New Year's Eve can be a serious letdown: You get stuck paying too much for a prix fixe dinner, you get left in the cold because you can't hail a cab, or maybe you're of the camp who falls asleep before the ball drops because you know better. This year, it's time to take matters into your own hands—literally—and go out with a bang by assembling your own bar. A raw bar, that is.
Instead of building expectations that will never be met, try building a shellfish tower that will top everything else on the table. We're talking oysters, clams, lobster and accoutrements your guests will remember for years to come, even if the rest of the night is hazy.
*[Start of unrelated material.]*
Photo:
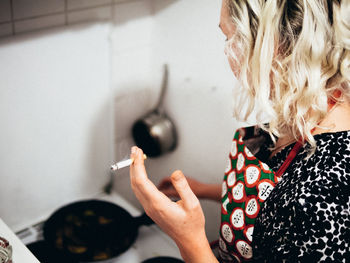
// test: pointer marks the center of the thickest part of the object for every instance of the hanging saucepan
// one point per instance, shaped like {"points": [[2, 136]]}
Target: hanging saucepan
{"points": [[155, 133], [90, 231]]}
David LeFevre, chef and owner of Manhattan Beach's Fishing with Dynamite, where L.A. chefs go for seafood, is here to offer all the tips and tricks you need to pull this off. LeFevre, who spent three years manning seafood at Charlie Trotter's and makes a mean fish taco, knows his way around a raw bar. Order Fishing with Dynamite's largest shellfish tower, the Mother Sucker, and you'll see why.
Here are LeFevre's tips for raising the, ahem, bar.
How to buy, clean and prepare shellfish in advance
When you're buying shellfish, "it should smell like the ocean, not like the beach," LeFevre says. Use a trustworthy fishmonger and beware of clams and mussels whose shells don't close when you tap them, a sign that they're already dead and shouldn't be eaten.
LeFevre suggests cleaning oyster and clamshells in shaved ice, stirring them rapidly to dislodge any sand or clay hanging on the shells. Then spray them down. Scrub and pull out any beards on mussels and devein your shrimp, remembering to keep the shells on, LeFevre says, because they provide more flavor and are easier to handle.
You can also steam mussels in the morning and chill for later, and cook crab and lobster in advance. The most important part is keeping everything cold until the last minute, LeFevre warns. No one wants room-temperature oysters.
"The only thing you shouldn't do in advance is shuck oysters and clams, because they're literally alive until you shuck them," he explains. Get an extra oyster knife and grab a friend to help you shuck as people file into your party. Think of it as live entertainment.
Set the Stage
Essential tips for the ultimate bar setup
"A shellfish tower should be luxurious," LeFevre says, "and luxury is about not having to work too hard." That means cracking shells and removing meat ahead of time, so that guests don't have to get their hands dirty—literally. You can cut lobster tails lengthwise to remove the meat and return it to the shell for presentation. The same goes for crab. "Cut all the way up the length of the crab leg on both sides, so guests can easily pull off the meat," LeFevre advises.
Once you've cracked the shells and loosened the meat, it's time to plate. You'll need crushed ice and plenty of it. Pro tip: LeFevre suggests placing a paper towel or wad of newspaper in the bottom of the bowl, beneath the mound of ice, so that when the ice melts, it doesn't slosh around.
Always make sure to have a discard bowl, or a few, ready for shells. Also lay out your lemon wedges, sauces, small forks and little spoons. Moist towelettes aren't a bad idea either.
Recipes to take things to the next level
Instead of serving a traditional mignonette, mix things up this year. LeFevre dresses up traditional mignonette with crushed peppercorns (see the recipe), and serves it with clams and oysters. For heavier items—like crab, shrimp and lobster—he makes a yuzu mayo (see the recipe). "Red shellfish tend to hold well with a rémoulade," he says. Finally, he serves a soy- and citrus-laced ponzu sauce (see the recipe) that works with just about anything. Grated raw daikon mixed into the sauce sticks nicely to whatever you're dipping.
LeFevre also likes a fresh and spicy pico de gallo with oysters. "It's a nice surprise and simple." Or try pairing Scotch and oysters, like they do in Scotland. The salt in the oysters makes the Scotch taste sweeter, LeFevre explains.
Wash It All Down
Drink pairings that keep it classy
Even if you're not using alcohol in your mignonettes, make sure you have the right booze on hand to drink. Champagne is the obvious choice, and LeFevre calls it the perfect pairing for oysters. "It's luxurious and celebratory." Following the rule that "what grows together, goes together," he also recommends Muscadet. "That wine is actually produced right at the end of the Loire river, which is a huge oyster-producing area, too. It's a one-dimensional, crisp, clean white." Whether you go bubbly or not, make sure to stock up, because the only thing worse than a New Year's Eve party without enough food is a NYE party without enough booze.